Artificial Intelligence and Machine Learning
AI-based systems substitute human decisions with data-driven decisions, which can reduce subjectivity and error when processing large volumes of complex information.
Cornerstone Research teams are skilled in applying these techniques across a range of litigation and investigations. We utilize AI and ML to drive automation of increasingly complex tasks and unlock new approaches for analysis, including using both supervised and unsupervised learning.
- Applied machine learning approaches to healthcare risk adjustment models, which explained approximately twice as much variation in claims data as the status quo linear regression model.
- Designed and trained a neural network model to classify 140,000 documents based on appearance where reliable optical character recognition (OCR) was unachievable.

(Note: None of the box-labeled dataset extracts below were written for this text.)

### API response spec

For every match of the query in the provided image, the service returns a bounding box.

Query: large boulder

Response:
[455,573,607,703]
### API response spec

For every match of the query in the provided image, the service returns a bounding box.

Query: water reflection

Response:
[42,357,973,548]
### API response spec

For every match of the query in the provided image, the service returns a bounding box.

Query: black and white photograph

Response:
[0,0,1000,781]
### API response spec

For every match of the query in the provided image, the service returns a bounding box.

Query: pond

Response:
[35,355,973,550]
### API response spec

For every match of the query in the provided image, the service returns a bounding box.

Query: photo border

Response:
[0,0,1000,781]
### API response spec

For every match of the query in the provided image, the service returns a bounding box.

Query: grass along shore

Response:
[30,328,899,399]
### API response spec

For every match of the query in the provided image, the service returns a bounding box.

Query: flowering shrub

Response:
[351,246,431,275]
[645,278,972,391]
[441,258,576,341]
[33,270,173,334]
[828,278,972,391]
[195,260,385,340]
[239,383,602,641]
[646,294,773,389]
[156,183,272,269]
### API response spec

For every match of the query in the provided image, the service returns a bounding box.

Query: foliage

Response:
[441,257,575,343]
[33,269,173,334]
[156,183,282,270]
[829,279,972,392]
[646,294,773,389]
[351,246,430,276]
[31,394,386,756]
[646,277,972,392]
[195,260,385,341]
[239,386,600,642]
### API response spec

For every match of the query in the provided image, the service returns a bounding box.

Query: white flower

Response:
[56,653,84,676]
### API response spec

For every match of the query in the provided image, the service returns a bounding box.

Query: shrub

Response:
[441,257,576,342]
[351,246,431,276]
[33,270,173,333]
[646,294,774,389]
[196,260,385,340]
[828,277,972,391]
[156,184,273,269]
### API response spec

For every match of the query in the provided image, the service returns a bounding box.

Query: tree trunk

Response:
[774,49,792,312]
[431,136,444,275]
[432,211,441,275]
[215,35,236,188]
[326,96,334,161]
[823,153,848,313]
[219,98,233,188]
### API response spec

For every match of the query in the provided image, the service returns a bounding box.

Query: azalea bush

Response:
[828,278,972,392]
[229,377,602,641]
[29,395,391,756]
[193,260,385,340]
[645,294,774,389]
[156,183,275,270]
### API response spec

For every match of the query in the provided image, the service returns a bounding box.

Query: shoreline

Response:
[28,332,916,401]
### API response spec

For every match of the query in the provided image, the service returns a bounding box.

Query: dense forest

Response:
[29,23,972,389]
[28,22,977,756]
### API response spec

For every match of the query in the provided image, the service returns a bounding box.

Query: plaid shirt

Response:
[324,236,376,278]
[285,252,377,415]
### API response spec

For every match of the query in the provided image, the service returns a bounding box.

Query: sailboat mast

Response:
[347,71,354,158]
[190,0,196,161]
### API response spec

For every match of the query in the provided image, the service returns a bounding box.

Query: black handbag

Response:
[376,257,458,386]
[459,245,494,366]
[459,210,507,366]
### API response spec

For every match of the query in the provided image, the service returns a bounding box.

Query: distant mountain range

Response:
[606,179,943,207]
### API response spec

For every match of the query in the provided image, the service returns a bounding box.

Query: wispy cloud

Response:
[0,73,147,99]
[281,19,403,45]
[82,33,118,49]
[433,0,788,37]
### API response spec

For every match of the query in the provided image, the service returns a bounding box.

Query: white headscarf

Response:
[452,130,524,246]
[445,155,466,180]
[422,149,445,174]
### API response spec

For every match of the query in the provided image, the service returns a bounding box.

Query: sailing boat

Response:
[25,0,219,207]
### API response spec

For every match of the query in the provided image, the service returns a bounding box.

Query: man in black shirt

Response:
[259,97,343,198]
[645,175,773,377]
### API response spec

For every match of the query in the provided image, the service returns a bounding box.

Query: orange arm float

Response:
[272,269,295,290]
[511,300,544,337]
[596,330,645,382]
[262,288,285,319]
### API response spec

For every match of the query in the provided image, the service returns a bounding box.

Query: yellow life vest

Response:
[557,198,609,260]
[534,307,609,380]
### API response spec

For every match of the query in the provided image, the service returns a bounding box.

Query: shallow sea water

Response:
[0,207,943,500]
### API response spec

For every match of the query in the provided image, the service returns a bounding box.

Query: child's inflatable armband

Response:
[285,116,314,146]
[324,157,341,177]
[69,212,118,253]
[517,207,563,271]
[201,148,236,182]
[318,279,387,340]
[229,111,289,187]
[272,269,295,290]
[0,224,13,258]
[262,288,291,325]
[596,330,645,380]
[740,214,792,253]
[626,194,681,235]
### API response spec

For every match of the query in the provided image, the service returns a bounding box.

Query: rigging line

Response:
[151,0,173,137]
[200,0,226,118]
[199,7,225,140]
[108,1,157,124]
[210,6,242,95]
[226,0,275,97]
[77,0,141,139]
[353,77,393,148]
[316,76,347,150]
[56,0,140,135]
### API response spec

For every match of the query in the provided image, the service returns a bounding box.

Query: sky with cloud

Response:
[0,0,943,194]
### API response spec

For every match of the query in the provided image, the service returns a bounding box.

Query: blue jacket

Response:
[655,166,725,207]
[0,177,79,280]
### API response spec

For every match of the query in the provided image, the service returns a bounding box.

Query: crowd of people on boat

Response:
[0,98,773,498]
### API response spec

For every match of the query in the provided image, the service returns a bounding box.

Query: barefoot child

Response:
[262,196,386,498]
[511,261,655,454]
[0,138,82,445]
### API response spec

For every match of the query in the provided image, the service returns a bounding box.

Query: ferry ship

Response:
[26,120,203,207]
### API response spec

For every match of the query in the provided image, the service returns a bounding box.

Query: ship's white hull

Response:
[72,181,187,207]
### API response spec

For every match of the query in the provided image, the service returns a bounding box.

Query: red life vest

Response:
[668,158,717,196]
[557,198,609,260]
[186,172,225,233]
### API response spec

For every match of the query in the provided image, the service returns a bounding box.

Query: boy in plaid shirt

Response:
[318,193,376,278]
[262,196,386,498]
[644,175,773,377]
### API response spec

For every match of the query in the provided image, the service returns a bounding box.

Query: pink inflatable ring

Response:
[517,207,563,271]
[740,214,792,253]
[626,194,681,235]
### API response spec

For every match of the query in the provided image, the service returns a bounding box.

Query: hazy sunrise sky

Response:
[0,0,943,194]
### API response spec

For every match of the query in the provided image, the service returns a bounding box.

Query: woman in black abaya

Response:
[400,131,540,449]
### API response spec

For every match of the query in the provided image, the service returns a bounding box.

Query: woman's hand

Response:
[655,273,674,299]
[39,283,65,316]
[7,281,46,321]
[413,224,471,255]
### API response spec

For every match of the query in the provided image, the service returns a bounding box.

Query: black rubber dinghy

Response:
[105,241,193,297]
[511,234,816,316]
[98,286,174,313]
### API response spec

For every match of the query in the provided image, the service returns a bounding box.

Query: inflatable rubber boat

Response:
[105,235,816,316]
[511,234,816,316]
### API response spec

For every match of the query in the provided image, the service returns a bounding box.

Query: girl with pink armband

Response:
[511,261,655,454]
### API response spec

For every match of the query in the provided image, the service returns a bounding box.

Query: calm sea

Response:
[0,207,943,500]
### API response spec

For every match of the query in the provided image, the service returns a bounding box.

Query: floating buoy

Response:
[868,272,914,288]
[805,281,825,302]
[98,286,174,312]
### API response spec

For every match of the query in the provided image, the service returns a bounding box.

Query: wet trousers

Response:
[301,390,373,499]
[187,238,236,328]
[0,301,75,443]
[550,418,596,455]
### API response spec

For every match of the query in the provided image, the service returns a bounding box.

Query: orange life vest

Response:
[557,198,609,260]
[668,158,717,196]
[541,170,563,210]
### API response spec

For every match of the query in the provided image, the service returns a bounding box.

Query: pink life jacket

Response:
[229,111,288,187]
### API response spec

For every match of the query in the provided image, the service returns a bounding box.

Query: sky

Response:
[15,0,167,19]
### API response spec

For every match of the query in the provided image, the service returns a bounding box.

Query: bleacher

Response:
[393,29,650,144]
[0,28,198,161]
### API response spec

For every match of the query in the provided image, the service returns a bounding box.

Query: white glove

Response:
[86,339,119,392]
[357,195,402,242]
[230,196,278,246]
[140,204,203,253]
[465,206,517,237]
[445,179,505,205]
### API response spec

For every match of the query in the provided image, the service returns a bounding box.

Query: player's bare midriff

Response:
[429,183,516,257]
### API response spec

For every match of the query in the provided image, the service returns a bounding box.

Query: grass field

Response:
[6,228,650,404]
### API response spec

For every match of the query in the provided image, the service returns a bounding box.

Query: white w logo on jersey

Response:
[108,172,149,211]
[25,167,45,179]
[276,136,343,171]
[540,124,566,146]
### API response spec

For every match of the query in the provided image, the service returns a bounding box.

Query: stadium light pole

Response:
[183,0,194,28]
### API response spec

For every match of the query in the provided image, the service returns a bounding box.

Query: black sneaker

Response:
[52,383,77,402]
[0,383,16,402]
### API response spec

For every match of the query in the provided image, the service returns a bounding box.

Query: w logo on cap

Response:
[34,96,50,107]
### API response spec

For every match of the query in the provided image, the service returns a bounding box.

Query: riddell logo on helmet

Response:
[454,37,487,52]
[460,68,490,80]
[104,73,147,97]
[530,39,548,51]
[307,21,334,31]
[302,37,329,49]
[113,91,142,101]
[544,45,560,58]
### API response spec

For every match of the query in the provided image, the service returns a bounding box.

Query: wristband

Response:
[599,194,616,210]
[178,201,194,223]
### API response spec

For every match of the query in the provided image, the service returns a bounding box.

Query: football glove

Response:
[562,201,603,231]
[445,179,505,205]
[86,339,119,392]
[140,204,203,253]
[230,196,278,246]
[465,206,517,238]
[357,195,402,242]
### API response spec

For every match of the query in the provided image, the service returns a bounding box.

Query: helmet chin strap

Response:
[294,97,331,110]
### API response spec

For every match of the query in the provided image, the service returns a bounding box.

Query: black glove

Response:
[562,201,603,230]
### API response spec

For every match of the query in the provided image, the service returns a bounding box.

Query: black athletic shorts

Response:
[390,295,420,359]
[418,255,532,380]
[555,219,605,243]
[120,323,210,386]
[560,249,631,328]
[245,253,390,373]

- Enhanced record linkage algorithms with semi-supervised machine learning techniques to facilitate complex fuzzy matching tasks.

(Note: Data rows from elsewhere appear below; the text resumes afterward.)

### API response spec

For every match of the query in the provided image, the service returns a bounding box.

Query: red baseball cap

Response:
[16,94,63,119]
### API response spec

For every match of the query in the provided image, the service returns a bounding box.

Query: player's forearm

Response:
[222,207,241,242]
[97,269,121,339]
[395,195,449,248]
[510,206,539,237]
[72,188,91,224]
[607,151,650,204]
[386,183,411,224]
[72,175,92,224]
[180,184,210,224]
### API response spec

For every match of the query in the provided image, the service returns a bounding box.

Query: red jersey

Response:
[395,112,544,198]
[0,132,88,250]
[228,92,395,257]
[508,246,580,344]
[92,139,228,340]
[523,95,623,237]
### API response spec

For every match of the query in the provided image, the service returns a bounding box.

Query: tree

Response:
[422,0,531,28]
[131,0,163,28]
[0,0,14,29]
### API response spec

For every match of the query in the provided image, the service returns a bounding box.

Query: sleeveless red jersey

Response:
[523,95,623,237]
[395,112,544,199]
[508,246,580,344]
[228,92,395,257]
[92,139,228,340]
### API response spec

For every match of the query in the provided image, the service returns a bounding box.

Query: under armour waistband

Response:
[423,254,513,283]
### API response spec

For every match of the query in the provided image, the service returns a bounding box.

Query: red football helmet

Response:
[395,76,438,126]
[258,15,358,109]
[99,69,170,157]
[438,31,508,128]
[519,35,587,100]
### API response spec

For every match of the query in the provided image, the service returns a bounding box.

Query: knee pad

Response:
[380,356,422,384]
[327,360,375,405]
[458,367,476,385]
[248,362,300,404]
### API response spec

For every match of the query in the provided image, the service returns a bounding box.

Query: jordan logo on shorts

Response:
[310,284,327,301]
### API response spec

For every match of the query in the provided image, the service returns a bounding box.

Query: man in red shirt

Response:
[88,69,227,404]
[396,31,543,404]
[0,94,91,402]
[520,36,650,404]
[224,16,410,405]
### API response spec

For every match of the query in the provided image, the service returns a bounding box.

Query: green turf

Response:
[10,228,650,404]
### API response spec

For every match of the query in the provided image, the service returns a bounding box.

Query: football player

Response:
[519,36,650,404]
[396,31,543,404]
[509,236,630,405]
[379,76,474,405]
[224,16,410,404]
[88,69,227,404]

- Utilized various machine learning methods to organize and prioritize review of thousands of documents and conduct many other text analyses.
Black Box Reputation
ML models have proven to be very powerful solely based on their ability to make predictions. For this reason, popular applications of ML typically de-emphasize statistical inference and causality assertions. Much ML research has therefore focused on improving prediction accuracy, algorithm efficiency, and incorporating new data sources. The process of improving prediction accuracy tends to result in complex models (e.g., ensembling).
This has led to some ML models having a “black box” reputation, where it is difficult for a user to know how the model arrived at its output. This can be a potential issue if such a model is being used to support expert testimony.

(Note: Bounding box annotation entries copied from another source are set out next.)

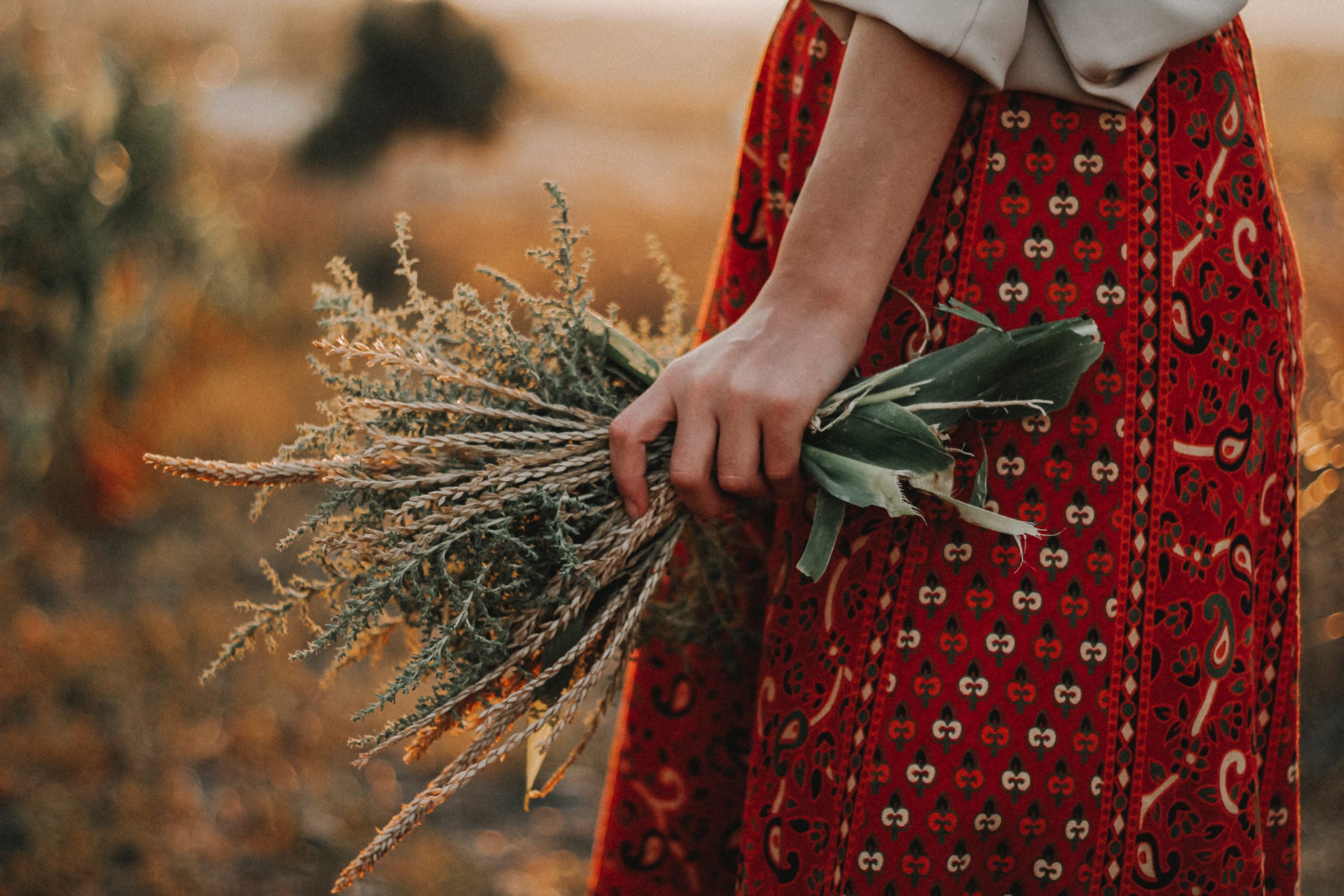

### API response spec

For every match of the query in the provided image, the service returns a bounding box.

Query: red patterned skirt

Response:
[591,0,1301,896]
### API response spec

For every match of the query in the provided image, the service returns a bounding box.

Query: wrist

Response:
[742,267,881,360]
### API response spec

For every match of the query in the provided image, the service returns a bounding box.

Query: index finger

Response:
[607,383,676,519]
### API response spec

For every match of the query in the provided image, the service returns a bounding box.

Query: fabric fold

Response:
[812,0,1246,110]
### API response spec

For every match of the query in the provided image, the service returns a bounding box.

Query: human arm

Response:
[610,16,973,517]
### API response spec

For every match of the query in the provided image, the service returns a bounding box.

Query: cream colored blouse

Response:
[812,0,1246,110]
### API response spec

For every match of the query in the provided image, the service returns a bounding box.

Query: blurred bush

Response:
[298,0,509,173]
[0,28,257,520]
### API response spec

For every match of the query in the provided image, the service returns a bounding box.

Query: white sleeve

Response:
[812,0,1246,109]
[812,0,1028,90]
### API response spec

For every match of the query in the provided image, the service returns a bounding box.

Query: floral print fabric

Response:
[591,0,1301,896]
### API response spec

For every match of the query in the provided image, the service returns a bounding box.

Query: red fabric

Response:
[591,0,1301,896]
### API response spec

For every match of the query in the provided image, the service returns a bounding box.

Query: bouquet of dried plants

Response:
[146,184,1101,889]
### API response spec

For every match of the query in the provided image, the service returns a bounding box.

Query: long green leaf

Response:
[804,402,953,476]
[801,445,918,516]
[799,489,845,582]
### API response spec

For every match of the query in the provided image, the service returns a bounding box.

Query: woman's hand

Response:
[612,15,973,517]
[610,277,872,517]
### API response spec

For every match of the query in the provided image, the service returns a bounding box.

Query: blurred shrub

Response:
[0,29,255,518]
[298,0,509,173]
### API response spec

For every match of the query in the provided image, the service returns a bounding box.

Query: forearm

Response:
[610,16,972,517]
[758,16,973,346]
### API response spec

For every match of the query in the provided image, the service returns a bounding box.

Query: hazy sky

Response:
[457,0,1344,50]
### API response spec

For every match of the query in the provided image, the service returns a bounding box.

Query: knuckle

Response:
[606,414,634,446]
[668,469,701,494]
[719,471,757,494]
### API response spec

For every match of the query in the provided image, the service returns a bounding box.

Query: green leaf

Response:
[799,489,845,582]
[938,298,1004,333]
[583,310,663,388]
[801,445,918,516]
[883,319,1104,428]
[802,402,953,476]
[970,447,989,508]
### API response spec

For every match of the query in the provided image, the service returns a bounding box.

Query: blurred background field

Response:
[0,0,1344,896]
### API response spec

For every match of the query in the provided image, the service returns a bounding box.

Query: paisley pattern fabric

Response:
[591,0,1301,896]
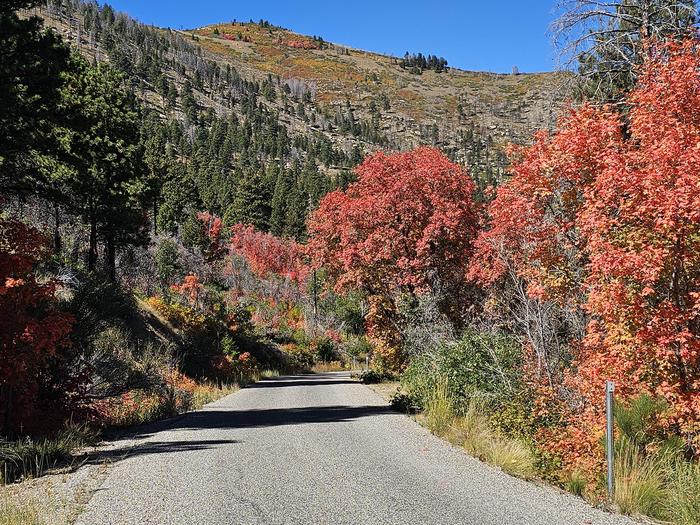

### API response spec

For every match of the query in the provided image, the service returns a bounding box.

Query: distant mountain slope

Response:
[39,0,564,186]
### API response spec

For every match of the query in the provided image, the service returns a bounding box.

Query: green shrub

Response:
[390,388,418,414]
[447,402,537,479]
[0,424,97,484]
[343,335,372,357]
[615,394,669,449]
[666,460,700,525]
[401,330,521,412]
[312,337,338,362]
[423,381,455,436]
[357,368,386,385]
[0,498,43,525]
[614,436,668,518]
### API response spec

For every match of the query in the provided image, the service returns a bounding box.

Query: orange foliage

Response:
[469,41,700,470]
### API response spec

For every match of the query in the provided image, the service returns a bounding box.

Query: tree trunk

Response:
[53,204,62,255]
[0,384,13,439]
[88,216,97,272]
[107,234,117,283]
[153,197,158,235]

ML interpretability is an active area of research that is making progress addressing these black box issues. A model and algorithm that are both predictive and robust can be leveraged to gain understanding of the associations between input and response. These techniques include model-specific measures like variable importance for tree-based methods and model-agnostic measures such as SHAP (Shapley Additive exPlanations) and LIME (Local Interpretable Model-Agnostic Explanations).